LE PIÉTON DE NEW YORK
★★★ ARRÊTEZ DE ME CASSER LES OREILLES et OLD M. FLOOD, de Joseph Mitchell, Éditions du sous-sol, 279 p. et 127 p., 22 € et 16 €. Traduits de l’anglais (États-Unis) par Lazare Bitoun.
Journaliste légendaire du Herald Tribune puis du très prestigieux
New Yorker, Joseph Mitchell avait une spécialité hors du commun : il arpentait les rues et les quais de New York, faisait des rencontres, et les racontait dans de longs reportages au style divin. C’est ainsi qu’il écrivit son chef-d’oeuvre, Le Secret de Joe
Gould, mais ses autres récits sont tout aussi remarquables.
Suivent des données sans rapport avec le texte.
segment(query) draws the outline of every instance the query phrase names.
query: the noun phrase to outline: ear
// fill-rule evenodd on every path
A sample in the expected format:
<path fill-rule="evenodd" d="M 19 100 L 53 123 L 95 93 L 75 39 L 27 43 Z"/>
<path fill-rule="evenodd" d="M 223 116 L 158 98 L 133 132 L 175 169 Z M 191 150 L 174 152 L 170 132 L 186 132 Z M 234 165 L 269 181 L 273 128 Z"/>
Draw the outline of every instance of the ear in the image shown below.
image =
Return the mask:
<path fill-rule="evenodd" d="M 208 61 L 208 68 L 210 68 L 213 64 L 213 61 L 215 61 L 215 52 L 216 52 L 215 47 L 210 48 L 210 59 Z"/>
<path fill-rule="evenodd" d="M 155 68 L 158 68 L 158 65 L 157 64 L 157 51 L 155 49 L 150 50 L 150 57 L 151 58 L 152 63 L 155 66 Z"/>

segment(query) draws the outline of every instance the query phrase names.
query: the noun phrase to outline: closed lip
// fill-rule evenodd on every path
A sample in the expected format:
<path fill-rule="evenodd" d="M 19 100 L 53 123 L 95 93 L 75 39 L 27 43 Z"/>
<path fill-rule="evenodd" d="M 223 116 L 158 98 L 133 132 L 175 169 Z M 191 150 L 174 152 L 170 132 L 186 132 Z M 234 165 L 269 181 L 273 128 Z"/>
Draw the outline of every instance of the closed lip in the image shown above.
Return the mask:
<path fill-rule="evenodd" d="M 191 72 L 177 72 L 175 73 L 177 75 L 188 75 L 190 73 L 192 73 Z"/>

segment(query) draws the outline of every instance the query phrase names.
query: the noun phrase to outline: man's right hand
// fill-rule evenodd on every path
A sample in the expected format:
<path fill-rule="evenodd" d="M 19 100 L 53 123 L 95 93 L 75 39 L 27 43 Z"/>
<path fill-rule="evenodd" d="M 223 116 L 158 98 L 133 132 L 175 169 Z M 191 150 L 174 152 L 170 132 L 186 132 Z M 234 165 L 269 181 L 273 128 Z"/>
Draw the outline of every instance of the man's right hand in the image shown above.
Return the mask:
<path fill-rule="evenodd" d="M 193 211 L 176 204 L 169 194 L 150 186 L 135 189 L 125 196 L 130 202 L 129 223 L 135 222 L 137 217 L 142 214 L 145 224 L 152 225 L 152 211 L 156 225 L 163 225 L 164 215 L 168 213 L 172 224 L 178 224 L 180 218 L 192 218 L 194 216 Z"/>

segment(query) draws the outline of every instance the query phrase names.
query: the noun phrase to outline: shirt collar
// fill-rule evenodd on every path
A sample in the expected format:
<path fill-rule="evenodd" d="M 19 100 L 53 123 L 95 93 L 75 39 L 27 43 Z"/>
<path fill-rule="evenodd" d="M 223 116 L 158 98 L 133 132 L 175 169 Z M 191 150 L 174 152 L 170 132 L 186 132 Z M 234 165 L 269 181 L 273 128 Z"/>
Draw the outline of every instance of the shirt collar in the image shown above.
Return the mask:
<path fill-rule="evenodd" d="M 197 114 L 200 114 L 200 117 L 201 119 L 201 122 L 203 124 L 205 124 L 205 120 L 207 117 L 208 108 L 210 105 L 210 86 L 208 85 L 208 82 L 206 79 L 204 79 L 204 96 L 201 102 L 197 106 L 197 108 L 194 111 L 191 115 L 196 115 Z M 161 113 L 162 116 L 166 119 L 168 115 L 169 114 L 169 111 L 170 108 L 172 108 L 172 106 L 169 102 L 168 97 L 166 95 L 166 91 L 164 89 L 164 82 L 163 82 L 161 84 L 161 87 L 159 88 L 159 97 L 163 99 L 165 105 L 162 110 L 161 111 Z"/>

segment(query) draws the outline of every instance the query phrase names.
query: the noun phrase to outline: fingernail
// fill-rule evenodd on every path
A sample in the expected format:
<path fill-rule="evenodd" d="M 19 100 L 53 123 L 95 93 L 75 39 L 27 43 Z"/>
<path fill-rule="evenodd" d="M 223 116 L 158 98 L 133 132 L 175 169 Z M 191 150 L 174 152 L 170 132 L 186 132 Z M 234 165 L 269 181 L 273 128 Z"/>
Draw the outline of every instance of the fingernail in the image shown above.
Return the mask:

Deux volumes paraissent aujourd’hui : le premier, Arrêtez
de me casser les oreilles, publié en 1938, est une galerie de personnages étonnants – adeptes du vaudou, stripteaseuses,
joueurs de basket dans les rues de Harlem, ou encore Florence Cubitt, « élue reine des Nudistes lors de la Foire-Exposition internationale de la côte Pacifique qui s’est tenue à San Diego en 1936 », qui le reçoit uniquement vêtue d’un cache-sexe. Le second,
Old M. Flood est un long reportage de 1944 consacré à un certain Hugh G. Flood, qui, alors qu’il avait 93 ans, espérait en vivre vingt-deux de plus grâce à un régime bien particulier : M. Flood, se nourrissait exclusivement de fruits de mer – et d’huîtres en particulier – achetés au marché aux poissons de Fulton Street.
Se déclarant
« fruitdemerien », Flood avait un sacré caractère que Mitchell décrit ici avec autant d’humour que de tendresse. Styliste d’exception, psychologue affûté, le journaliste avait grandi dans une ferme avant de devenir l’idole de centaines de milliers de lecteurs. Un jour, il s’est retrouvé incapable d’écrire une ligne de plus, mais n’a jamais cessé de se rendre à son bureau du New Yorker. Son oeuvre est fascinante : à côté de lui, Tom Wolfe passe pour Léon Zitrone.